The growing threat landscape and recruitment and retention challenges facing the cyber security workforce mean that automation needs to be a key element in the game against cyber attackers, the report said.
By pairing human intelligence with automated tasks and putting human-machine teaming into practice, the report said automated programs handle basic security protocols while practitioners have their time freed up to proactively address unknown threats.
Most respondents (81%) believe their organisation’s cyber security would be stronger if it implemented greater automation, a quarter said that automation frees up time to focus on innovation and value-added work, while nearly a third (32 percent) of those not investing in automation say it is due to lack of in-house skills
Gamification, the concept of applying elements of game-playing to non-game activities, is growing in importance as a tool to help drive a higher performing cyber security organisation, the survey found.
Within organisations that hold gamification exercises, hackathons, capture-the-flag, red team-blue team or bug bounty programs are the most common, and almost all (96%) of those that use gamification in the workplace report seeing benefits.
Respondents who report they are extremely satisfied with their jobs are most likely to work for an organisation that runs games or competitions multiple times per year, the report said.
More than half (57%) of respondents report that using games increases awareness and IT staff knowledge of how breaches can occur, 43% said gamification enforces a teamwork culture needed for quick and effective cyber security, and 77% of senior managers agree that their organisation would be safer if they used more gamification.
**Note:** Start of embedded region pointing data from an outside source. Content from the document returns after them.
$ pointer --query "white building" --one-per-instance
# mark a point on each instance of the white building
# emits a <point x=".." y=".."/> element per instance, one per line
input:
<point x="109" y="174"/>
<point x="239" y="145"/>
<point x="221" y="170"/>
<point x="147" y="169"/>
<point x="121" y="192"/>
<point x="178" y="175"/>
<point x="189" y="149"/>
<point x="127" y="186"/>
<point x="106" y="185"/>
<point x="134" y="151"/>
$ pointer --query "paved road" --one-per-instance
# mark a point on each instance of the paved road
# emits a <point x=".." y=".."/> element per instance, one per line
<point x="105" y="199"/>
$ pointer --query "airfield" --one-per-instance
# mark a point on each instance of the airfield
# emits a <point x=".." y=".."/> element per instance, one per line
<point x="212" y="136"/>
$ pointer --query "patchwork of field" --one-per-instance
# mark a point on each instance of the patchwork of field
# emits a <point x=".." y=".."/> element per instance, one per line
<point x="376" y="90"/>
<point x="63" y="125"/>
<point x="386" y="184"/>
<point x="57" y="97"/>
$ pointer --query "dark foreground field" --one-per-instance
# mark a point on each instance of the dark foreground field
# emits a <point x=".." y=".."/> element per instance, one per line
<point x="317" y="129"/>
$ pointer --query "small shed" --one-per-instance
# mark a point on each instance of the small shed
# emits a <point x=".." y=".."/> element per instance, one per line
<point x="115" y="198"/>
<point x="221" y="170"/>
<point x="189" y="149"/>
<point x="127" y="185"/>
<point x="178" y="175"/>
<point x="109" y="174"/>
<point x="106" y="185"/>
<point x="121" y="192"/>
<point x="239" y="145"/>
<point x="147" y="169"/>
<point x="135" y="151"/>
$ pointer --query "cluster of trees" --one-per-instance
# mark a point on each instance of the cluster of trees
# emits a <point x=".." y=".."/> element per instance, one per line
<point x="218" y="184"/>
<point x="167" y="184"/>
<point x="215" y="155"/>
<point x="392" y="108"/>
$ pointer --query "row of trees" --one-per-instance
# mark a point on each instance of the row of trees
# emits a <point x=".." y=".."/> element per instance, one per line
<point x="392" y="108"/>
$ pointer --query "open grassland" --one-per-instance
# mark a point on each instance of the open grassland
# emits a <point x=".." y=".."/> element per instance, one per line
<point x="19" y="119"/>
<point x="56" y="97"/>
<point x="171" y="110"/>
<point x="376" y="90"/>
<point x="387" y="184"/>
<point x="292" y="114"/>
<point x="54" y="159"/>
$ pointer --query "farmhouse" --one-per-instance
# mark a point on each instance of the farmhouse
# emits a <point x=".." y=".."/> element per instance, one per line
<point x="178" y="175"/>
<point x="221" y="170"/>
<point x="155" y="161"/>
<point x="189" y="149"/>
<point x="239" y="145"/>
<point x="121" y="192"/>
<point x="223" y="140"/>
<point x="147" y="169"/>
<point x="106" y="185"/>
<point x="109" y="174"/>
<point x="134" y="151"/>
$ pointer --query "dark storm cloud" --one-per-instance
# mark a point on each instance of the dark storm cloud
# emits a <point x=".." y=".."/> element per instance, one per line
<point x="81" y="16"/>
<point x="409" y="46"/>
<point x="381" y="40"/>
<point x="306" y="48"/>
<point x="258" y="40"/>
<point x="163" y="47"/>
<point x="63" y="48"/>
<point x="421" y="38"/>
The next generation of cyber threat hunters
To address the shortage in skilled cyber security workers, the report suggest that gamers, those engaged and immersed in online competitions, may be the logical next step to plugging the gap.
Nearly all (92%) of respondents believe that gaming affords players experience and skills critical to cyber security threat hunting: logic, perseverance, an understanding of how to approach adversaries and a fresh outlook compared to traditional cyber security hires.
Three-quarters of senior managers said they would consider hiring a gamer even if that person had no specific cyber security training or experience.
Some 78% said the current generation entering the workforce – who grew up playing video games – are stronger candidates for cyber security roles than traditional hires, while 72% said hiring experienced video gamers into the IT department is a good way to plug the cyber security skills gap.